This is a full implementation of Erlay. Its purpose is to check the integrity and correctness of the implementation against changes/additions that may originate from the review process and/or rebases on top of newer functionality.
This is not to be merged. Functionality will be spread across multiple smaller PRs to ease the review process.
Approach
The implementation approach builds on the following assumptions:
Fanout (the current relay method) is faster than Erlay, but less bandwidth efficient
Fanout is optimal if the node we want to announce a certain transaction doesn’t know about it (but of course, we don’t have that information)
The general approach works as follows:
Reconciliation is used alongside fanout to relay transactions across the network. For Erlay nodes, the relay method will be decided per-transaction, instead of per connection, meaning that Erlay connections will do both fanout and reconciliation depending on the transaction (legacy connections will do only fanout, obviously).
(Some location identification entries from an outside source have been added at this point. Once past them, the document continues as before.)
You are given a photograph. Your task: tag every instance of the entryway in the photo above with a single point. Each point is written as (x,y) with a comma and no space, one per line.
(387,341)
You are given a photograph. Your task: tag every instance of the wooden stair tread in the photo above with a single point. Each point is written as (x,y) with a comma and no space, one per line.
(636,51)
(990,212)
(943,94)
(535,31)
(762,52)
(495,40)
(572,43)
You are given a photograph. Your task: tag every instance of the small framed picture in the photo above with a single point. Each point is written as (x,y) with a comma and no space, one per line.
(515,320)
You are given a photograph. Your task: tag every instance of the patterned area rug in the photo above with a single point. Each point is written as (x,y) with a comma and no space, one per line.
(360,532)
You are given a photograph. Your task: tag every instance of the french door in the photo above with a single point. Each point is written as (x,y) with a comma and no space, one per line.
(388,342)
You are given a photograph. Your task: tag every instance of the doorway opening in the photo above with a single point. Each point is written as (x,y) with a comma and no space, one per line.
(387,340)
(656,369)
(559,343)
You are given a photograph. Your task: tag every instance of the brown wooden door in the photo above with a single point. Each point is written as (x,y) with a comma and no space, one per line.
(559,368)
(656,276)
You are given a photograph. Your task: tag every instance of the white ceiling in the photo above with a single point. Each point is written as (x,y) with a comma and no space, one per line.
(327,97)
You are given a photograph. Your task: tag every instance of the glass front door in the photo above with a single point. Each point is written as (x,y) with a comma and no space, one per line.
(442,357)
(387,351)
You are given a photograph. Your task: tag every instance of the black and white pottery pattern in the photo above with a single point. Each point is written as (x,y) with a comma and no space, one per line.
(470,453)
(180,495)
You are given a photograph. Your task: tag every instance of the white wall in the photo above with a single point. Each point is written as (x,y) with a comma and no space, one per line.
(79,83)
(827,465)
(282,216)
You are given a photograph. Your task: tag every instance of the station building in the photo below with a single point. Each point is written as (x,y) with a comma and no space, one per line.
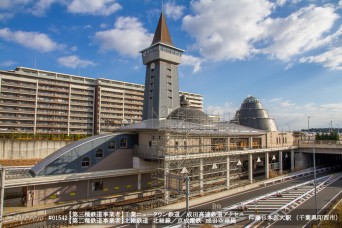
(151,158)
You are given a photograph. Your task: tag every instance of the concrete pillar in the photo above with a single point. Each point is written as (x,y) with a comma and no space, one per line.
(267,165)
(228,143)
(228,174)
(166,173)
(139,181)
(201,175)
(250,142)
(250,168)
(292,160)
(2,193)
(280,162)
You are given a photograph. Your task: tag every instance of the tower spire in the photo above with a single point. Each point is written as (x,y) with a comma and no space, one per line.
(162,35)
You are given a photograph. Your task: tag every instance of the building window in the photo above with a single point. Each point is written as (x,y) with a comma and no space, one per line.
(111,145)
(85,162)
(123,143)
(97,186)
(99,153)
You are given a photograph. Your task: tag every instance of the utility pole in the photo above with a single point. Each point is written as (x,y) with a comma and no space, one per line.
(2,192)
(187,199)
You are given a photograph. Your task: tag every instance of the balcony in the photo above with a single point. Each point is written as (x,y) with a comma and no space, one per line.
(81,103)
(15,117)
(79,109)
(58,95)
(53,89)
(111,106)
(39,118)
(17,104)
(8,110)
(52,82)
(18,85)
(19,98)
(52,113)
(51,107)
(46,125)
(18,91)
(16,124)
(81,115)
(82,92)
(82,98)
(55,101)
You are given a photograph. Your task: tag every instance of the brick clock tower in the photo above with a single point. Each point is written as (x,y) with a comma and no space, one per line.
(161,58)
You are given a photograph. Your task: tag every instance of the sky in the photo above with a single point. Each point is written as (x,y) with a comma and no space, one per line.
(286,53)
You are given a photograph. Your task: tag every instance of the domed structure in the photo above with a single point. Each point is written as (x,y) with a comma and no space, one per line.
(188,114)
(252,114)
The parameters selected for fanout are minimized to maximize the bandwidth saving. The current selected defaults are 4 outbound peers and 10% of inbounds. The relay logic depends on the type of connection and how the transaction has been received:
For outbound connections, if the transaction was received via fanout (or originates in us), we fanout until up to N peers know about it. We do this by checking the m_tx_inventory_known_filter, so their announcements also count. If the transaction was received via reconciliation, we simply reconcile with the rest of our peers.
For inbounds, we select 10% of our connections and rotate that selection periodically.
The reasoning for this is trying to guess how far the transaction has made it into the network with imperfect information. Knowing that fanout is faster than reconciliation, we want to have a higher fanout rate at the very beginning of the propagation, to get as far as we can, being fully efficient. This can be tied to how many of our peers know about the transaction already. Once the transaction is sufficiently spread, we can just reconcile it with the rest of our peers.
This does not apply to inbounds, as they are not trusted, and the metric will be easily abused, plus it may be used to leak transaction origin information. For them, we just keep a low fanout rate.
Testing and simulating
The last two commits of this PR are currently for simulation only. They allow to easily config the inbound/outbound fanout rate without having to recompile the code, and make full reconciliation more efficient.
DrahtBot
commented at 5:18 pm on June 12, 2024:
contributor
The following sections might be updated with supplementary metadata relevant to reviewers and maintainers.
See the guideline for information on the review process.
A summary of reviews will appear here.
Conflicts
Reviewers, this pull request conflicts with the following ones:
#32189 (refactor: Txid type safety (parent PR) by marcofleon)
#30116 (p2p: Fill reconciliation sets (Erlay) attempt 2 by sr-gi)
#29415 (Broadcast own transactions only via short-lived Tor or I2P connections by vasild)
#28463 (p2p: Increase inbound capacity for block-relay only connections by mzumsande)
#27826 (validation: log which peer sent us a header by Sjors)
If you consider this pull request important, please also help to review the conflicting pull requests. Ideally, start with the one that should be merged first.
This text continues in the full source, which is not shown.